Title: The Very Hard Book
Author: Idan Ben-Barak and Philip Bunting
Genre: Non-Fiction
Publisher: Allen and Unwin
Published: 30th August 2022
Format: Hardcover
Pages: 32
Price: $24.99
Synopsis: A very silly book that will seriously get kids thinking from the award-winning and internationally bestselling author of Do Not Lick This Book and the award-winning and bestselling creator of Give Me Some Space.
Can you …
Forget this line?
Dig half a hole?
This book asks you to imagine and think about some things. That sounds easy, right? Anyone can think stuff. You don’t even need to be standing up. We shall see. Good luck.
Metacognition is the act of thinking about thinking and forms the basis of all critical thought. It is also a concept that comes easily to children whose inquisitive nature makes them a natural at engaging in abstract questions and open-ended thinking. The Very Hard Book starts that ‘thinking’ journey and has a great deal of fun in the process.
~*~
Over the past few months, many kids books, aimed at all ages, have been dealing with some of the themes and issues around mental health and anxiety. Whether it is something the characters go through or help someone else with, or books that address the issues and take readers through ways to cope, it is a theme that I find keeps coming up in various ways. The Very Hard Book by Idan Ben-Barak, and illustrated by Philip Bunting, is one of the latest in this sort of book. Yet instead of addressing the issue of anxiety head-on, it takes a different approach. Using a variety of statements and colour-blocked images in bright colours, the book asks you to imagine things – to slow down and think. Some of the questions might invite interactivity as you read the book with other people, with little ones who are constantly asking why – and this book can help them answer that question, whilst also building on their imagination and ability to create with their mind, their words, and the world around them, rather than relying on technology all the time.

The book promotes the act of inquisitive thinking – and allows readers of all ages, even if this book is aimed at four- to ten-year-olds, to allow themselves to think this way, to think like a child, and to filter out the invasive thoughts that can prevent us from being creative and inquisitive. It is the kind of book that, through silly and impossible tasks that I have no doubt some readers will absolutely try and have a ball doing it, prompts us to think about what we can do, what is achievable, and how we can do it.

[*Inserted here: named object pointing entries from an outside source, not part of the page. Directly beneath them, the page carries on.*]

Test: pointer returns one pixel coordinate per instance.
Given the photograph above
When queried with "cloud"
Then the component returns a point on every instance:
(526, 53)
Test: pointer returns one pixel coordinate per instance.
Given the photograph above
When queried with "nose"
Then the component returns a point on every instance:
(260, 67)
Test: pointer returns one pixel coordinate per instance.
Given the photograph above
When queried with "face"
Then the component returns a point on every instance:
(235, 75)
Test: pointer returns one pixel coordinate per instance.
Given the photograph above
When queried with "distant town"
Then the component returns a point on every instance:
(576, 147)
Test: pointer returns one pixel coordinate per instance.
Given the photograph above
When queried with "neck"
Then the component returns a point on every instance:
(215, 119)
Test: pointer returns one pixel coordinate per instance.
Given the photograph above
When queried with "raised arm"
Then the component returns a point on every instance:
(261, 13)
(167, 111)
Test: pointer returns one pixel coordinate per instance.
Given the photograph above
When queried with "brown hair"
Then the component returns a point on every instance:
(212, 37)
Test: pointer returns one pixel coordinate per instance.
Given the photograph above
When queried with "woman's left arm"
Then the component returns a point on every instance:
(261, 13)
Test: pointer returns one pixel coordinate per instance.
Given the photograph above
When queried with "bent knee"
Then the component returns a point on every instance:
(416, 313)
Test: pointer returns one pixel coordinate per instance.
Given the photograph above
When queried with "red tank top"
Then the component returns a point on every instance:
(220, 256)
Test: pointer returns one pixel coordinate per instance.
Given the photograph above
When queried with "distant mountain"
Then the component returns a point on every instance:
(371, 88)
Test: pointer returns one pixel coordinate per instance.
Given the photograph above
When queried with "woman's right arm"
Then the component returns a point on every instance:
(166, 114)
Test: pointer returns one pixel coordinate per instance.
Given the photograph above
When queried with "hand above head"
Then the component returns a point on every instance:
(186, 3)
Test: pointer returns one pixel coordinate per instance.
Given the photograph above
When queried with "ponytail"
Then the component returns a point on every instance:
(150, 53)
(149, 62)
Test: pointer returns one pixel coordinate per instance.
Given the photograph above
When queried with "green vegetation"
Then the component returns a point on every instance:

Even though this book is aimed at younger readers, given the state of the world at the moment and over the past few years, I think it is a book that everyone can benefit from, to help them slow down a little. It allows us to imagine a bit of silliness – something we all need from time to time, and I think that this powerful and amusing book will start something fun, a revolution of fun for all, regardless of age, whoever you are. To find the fun in what you like, and what you want to do – and to find our way back to our inquisitive selves.